Seiring menguatnya nilai tukar dolar Amerika Serikat, industri pulp dan kertas berpotensi meraup untung dari selisih kurs transaksi ekspor.
Presiden Direktur PT. Riau Andalan Pulp and Paper (RAPP) Kusnan Rahmin menuturkan harga ekspor produk pulp dan kertas cenderung stabil. Namun, penguatan dolar AS membuat harga jual lebih tinggi apabila dikonversi dalam rupiah.

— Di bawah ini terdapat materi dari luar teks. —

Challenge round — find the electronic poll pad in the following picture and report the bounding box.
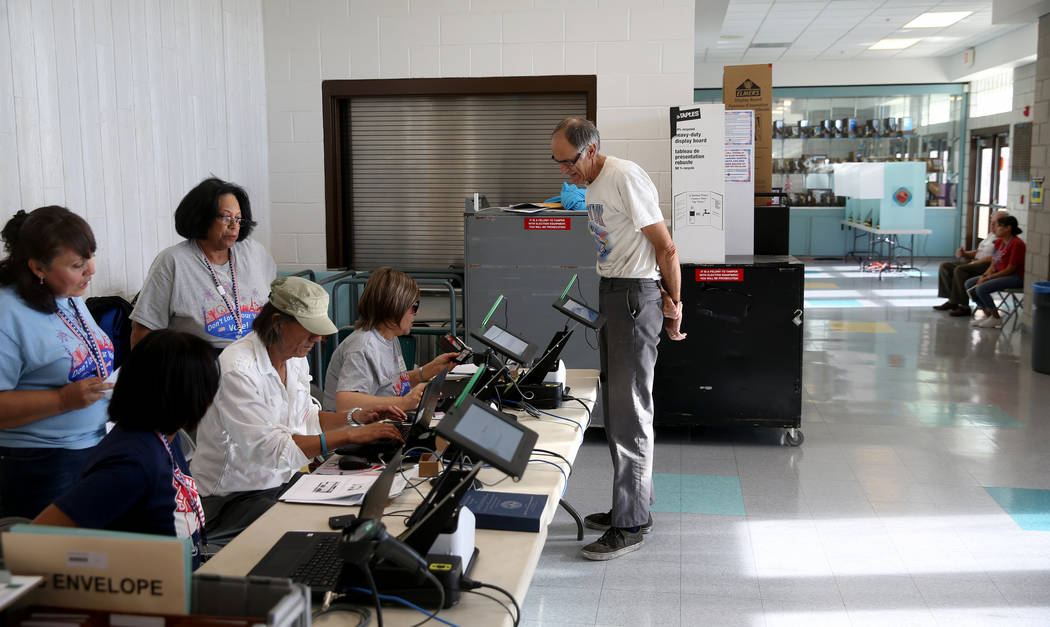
[552,274,606,330]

Harga tidak berubah, ini selisih kurs saja. Kita jual ekspor kan dalam dolar, otomatis nilainya dalam rupiah lebih tinggi, " ujar Kusnan, selasa(27/8).

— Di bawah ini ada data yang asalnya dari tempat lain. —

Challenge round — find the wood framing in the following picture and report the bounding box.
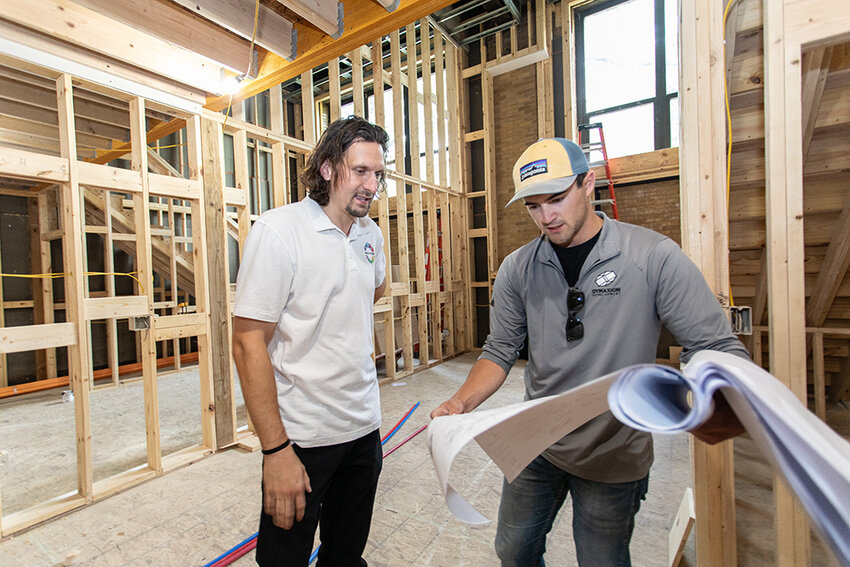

Apabila dikalkulasi, depresiasi kurs dari Rp 9.500/US$ menjadi Rp 11.000/US$ berpotensi meningkatkan nilai ekspor sekitar 15%.
Disisi ongkos produksi, lanjutnya, penguatan dolar AS berpotensi mengerek harga sejumlah komponen impor, misalnya pulp serat panjang dan sejumlah bahan kimia. "Dolar mahal juga meningaktkan ongkos produksi karena bebrapa komponen kita impor," kata Kusnan.
Produksi pulp dan kertas RAPP diproyeksi mencapai 3 juta ton/tahun yang terdiri dari 2,2 juta ton bubur kertas dan 800.000 ton kertas. Adapun orientasi ekspornya mencapai sekitar 70% dati total produksi dengan pangsa pasar antara lain : China, India, Asean, dan Timur Tengah.
Sementara itu, Direktur Bina Pengolahan dan Pemasaran Hasil Hutan Kementrian Kehutanan Dwi Sudharto menuturkan penguatan dolar AS berdampak positif terhadap ekspor produk kehutanan.
Berdasarkan data Sistem Informasi Legalitas Kayu (SILK), ekspor kayu panel per Agustus mencapai US$ 1,93 miliar, adapun ekspor pulp dan kertas tercatat sekitar US$ 1 miliar.